Hilderbrand, as well as many other students at CHS, want Brayden to know that he has both friends and family supporting him and that he should not lose hope during this life-changing process, because he can do anything with the support of those around him.


“It’s definitely not a secret,” said Stephanie. “He has always been able to be pretty open and easy-going about things.


Both the CHS staff and student-body will continue their support toward Brayden by donating all proceeds from the Ecology Day auction to the Oliver family. CHS Stugo sponsor Karen Graham also plans to set up a donation box at prom, which will be open to anyone attending grand march on April 23. 


“This is an issue that is so close to home, we just want the family to know that we are here to support them,” said Graham.

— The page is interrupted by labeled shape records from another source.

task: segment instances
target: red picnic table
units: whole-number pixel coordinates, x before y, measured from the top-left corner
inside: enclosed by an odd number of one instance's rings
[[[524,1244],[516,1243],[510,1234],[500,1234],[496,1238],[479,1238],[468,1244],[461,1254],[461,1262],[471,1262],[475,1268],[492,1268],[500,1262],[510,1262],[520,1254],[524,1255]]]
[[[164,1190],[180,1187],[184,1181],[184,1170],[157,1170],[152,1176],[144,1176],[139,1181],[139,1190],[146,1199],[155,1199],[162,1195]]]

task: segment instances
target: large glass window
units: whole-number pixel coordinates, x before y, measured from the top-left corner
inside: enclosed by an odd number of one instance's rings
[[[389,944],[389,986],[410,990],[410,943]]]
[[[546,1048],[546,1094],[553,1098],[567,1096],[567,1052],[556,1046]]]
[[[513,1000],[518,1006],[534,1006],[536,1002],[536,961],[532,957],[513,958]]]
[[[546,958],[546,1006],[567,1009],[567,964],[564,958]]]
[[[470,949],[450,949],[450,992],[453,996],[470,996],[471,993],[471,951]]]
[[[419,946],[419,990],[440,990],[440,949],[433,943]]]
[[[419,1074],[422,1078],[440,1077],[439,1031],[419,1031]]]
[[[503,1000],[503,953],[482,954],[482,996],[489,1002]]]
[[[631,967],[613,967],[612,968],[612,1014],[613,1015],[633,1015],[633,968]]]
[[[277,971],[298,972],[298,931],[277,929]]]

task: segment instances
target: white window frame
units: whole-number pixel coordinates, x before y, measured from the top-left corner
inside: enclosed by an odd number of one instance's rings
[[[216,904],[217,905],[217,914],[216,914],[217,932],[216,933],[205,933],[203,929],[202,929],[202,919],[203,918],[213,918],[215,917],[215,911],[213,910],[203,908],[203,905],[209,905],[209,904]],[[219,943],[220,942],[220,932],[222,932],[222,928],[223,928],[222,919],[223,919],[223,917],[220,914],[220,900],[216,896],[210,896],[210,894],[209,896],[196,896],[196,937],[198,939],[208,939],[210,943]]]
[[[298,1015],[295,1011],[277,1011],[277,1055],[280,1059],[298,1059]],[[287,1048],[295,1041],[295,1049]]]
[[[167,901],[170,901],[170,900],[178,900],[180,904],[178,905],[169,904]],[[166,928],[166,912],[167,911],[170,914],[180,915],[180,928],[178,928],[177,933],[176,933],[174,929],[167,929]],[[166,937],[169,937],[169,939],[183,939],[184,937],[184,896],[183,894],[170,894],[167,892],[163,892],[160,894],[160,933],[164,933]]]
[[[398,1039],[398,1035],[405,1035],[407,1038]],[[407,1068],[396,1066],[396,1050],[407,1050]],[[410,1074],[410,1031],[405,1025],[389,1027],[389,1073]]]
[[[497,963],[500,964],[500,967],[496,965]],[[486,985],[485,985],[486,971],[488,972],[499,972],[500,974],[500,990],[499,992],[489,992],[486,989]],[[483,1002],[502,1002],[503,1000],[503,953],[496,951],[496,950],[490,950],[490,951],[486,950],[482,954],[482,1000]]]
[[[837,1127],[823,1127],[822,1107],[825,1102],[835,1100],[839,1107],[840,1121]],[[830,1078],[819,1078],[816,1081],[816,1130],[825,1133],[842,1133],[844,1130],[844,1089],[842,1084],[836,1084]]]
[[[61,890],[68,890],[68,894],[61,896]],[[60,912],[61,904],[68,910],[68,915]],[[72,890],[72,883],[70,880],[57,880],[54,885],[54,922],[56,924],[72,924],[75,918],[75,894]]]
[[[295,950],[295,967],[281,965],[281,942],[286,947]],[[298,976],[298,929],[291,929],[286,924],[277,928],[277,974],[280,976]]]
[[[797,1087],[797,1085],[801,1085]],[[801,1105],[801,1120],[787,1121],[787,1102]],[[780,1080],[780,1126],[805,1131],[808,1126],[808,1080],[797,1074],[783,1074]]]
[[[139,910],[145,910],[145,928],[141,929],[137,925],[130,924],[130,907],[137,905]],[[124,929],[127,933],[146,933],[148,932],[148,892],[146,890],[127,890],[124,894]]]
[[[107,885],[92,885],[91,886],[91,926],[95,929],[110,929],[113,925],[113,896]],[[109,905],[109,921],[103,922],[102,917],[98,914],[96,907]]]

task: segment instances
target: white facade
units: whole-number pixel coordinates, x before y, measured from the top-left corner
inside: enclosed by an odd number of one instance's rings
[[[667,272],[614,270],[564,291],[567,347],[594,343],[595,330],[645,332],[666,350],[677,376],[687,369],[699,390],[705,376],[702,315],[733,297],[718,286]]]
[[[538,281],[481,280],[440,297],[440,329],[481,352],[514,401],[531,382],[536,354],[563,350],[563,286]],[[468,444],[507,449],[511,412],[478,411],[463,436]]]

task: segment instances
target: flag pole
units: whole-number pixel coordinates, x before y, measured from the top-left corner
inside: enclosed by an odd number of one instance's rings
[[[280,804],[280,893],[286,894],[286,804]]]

Once the transplant is complete, Brayden will no longer have the disease or the ICD that is located in his shoulder. Within the first year of the transplant, there will be multiple appointments, check-ups, and different medicines, but if everything checks out, he will finally be able to live a life without restrictions. 


“Being able to remove all of my past limitations is very exciting,” said Brayden. “I am also looking forward to having the opportunity to extend my life.”